Hope Partnership is the culmination of hard work, perseverance, and more than a few tears. My team has worked tirelessly over the past ten years to reduce homelessness in our community, and though we may not be there yet, just imagine how far we’ve come. Over the past 10 years, we’ve served over 100,000 heartbeats. Just imagine that number, over 100,000!

Just last year, between January and September: we navigated 116 heartbeats into stable housing, hosted hundreds of our neighbors at Cares days, connected 66 heartbeats to permanent employment, connected nearly 1,400 heartbeats with identification services, and opened this new service space in downtown Kissimmee. I’m constantly amazed at how far we’ve come over the last decade. None of this work would be possible without you, our incredible supporters. And we couldn’t have done any of this work without the amazing team at Hope Partnership.

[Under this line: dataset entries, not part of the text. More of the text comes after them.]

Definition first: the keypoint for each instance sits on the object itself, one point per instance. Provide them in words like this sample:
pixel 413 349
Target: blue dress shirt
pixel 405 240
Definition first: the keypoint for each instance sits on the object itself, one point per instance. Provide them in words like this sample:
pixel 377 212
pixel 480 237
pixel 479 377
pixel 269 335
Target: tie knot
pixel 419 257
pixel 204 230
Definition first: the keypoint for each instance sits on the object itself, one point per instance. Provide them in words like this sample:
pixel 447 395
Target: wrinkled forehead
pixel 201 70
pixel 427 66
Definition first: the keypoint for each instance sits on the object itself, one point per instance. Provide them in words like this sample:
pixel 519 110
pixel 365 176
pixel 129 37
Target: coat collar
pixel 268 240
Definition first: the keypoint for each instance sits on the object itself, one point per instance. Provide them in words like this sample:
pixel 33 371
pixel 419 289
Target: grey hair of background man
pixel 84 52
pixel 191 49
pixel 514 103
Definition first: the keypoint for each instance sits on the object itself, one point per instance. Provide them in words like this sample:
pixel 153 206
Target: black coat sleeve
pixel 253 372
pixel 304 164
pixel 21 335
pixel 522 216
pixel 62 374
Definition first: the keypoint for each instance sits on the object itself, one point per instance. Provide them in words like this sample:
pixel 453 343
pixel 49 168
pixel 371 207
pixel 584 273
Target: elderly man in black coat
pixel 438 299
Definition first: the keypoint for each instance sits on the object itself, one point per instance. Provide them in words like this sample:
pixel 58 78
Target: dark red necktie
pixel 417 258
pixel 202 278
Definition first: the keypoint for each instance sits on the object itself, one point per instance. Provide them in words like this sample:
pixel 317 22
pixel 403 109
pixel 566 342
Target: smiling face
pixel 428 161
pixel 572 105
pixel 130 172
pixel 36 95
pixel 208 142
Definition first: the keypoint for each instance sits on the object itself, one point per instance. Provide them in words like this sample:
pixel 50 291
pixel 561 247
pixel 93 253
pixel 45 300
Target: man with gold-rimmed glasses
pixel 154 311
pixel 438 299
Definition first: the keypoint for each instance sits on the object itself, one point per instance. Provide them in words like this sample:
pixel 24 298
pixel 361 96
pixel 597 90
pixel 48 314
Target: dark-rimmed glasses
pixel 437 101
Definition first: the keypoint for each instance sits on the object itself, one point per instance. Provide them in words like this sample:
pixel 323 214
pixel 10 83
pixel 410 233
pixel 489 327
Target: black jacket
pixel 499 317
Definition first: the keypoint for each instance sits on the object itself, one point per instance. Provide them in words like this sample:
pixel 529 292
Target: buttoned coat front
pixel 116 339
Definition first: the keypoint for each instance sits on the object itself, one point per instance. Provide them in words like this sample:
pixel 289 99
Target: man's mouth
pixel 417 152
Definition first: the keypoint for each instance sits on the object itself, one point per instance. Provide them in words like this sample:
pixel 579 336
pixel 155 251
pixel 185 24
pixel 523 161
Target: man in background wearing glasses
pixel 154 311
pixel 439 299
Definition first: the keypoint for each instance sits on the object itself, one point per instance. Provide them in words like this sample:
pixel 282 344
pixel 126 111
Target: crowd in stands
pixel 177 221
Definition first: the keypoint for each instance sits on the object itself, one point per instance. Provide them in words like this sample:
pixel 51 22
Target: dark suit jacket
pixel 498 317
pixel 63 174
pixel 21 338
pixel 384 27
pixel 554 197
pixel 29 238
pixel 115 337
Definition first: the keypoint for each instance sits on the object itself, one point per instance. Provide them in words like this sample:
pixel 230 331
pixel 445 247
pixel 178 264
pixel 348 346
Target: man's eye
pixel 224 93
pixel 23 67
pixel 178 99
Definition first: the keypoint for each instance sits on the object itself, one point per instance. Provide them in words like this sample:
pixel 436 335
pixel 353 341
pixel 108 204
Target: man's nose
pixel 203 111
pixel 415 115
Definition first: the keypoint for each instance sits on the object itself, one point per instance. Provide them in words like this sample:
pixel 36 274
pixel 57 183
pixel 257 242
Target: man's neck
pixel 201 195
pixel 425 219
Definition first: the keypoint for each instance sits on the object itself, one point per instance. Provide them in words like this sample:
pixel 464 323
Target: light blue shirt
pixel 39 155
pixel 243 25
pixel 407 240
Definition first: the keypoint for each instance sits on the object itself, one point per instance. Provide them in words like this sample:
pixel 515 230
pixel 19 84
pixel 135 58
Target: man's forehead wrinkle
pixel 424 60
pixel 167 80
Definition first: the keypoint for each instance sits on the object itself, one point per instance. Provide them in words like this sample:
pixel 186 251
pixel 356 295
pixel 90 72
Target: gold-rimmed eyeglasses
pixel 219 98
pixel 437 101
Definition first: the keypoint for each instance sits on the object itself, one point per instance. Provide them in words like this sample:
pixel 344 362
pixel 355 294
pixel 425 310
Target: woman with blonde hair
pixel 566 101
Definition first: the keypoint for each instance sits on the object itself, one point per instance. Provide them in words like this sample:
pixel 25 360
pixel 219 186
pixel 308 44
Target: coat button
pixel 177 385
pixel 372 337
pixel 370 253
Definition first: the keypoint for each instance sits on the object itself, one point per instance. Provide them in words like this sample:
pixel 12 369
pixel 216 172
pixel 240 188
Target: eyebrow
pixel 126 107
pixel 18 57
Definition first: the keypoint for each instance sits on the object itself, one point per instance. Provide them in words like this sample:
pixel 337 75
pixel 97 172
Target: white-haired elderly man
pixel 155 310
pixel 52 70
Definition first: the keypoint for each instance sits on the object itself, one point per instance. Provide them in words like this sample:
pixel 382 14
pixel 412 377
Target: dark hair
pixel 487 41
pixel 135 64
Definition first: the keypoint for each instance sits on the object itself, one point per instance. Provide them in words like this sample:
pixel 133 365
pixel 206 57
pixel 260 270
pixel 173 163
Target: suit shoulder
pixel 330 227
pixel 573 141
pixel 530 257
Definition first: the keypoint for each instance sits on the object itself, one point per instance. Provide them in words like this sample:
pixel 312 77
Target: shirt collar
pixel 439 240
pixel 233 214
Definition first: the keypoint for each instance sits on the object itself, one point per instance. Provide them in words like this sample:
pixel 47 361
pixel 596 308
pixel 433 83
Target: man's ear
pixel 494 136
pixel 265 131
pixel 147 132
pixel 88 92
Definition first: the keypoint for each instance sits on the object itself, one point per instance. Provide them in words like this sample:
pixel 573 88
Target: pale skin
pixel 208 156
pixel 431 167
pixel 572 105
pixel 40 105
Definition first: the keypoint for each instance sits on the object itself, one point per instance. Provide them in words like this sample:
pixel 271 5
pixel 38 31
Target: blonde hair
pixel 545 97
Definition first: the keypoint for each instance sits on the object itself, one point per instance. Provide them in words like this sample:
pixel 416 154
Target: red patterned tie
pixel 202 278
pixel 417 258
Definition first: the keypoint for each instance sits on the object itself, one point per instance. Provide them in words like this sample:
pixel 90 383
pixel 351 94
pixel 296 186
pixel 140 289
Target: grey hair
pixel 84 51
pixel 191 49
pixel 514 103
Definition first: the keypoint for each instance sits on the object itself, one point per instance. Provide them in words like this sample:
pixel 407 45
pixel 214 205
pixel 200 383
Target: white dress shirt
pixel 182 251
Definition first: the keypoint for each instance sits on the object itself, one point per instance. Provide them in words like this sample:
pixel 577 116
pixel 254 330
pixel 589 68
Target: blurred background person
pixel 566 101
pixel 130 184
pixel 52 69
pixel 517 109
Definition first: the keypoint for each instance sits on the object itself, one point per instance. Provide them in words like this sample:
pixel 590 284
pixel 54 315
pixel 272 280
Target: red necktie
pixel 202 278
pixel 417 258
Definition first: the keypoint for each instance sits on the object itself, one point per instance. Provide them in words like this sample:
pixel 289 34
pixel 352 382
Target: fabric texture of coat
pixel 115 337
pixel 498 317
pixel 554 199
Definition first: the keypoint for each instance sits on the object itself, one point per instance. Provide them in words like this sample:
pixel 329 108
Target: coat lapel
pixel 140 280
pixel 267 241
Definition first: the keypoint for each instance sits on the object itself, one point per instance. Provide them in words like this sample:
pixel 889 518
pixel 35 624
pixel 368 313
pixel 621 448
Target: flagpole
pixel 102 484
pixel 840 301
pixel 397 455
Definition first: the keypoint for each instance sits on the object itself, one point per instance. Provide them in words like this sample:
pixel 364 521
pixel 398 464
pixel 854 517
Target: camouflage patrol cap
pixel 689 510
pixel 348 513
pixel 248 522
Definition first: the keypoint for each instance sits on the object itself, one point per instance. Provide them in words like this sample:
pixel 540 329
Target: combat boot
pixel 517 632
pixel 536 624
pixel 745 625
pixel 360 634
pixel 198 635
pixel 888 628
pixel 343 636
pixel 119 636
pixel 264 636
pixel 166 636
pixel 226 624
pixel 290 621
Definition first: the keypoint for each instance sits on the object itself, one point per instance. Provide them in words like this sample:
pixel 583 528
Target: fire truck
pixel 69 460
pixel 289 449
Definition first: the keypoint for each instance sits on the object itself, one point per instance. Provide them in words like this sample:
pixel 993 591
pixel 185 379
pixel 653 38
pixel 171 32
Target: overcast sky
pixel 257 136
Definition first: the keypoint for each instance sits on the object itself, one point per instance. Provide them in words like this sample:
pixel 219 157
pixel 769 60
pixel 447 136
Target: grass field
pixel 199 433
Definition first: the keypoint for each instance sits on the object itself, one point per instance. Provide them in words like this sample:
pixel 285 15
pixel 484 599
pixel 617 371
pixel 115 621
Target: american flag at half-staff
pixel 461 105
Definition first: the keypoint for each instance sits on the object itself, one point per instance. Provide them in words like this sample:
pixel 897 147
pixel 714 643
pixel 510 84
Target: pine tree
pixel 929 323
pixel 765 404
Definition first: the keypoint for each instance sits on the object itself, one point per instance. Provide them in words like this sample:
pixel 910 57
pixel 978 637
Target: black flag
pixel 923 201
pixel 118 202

In the early days of this organization, I swore we would never get into housing. These days, I spend the majority of my time working to develop dignified, affordable, attainable housing for those people who form the backbone of our workforce. I’ve learned to avoid saying never. Where others see dilapidated hotels that have outlived their use and empty lots of blighted land, we see spaces to create communities where families heal from the traumas of poverty and homelessness neighborhoods where children grow up surrounded by love and support. Everyone deserves a safe place to call home, and we have the power to make that happen in Central Florida.

How we do this work is just as important as what we do. That’s why we are working as an agency to embed trauma-informed and trauma-responsive principles into every aspect of our organization. I’m looking forward to earning certification as a Trauma-Informed agency, then sharing what we’ve learned with our partners who serve this community with us.

As we look toward the next decade, our vision is a Central Florida where poverty and homelessness are issues of the past. We can get there together.

Rev. Mary Downey is the President/CEO of Hope Partnership, which works to end systematic poverty and homelessness in Osceola County.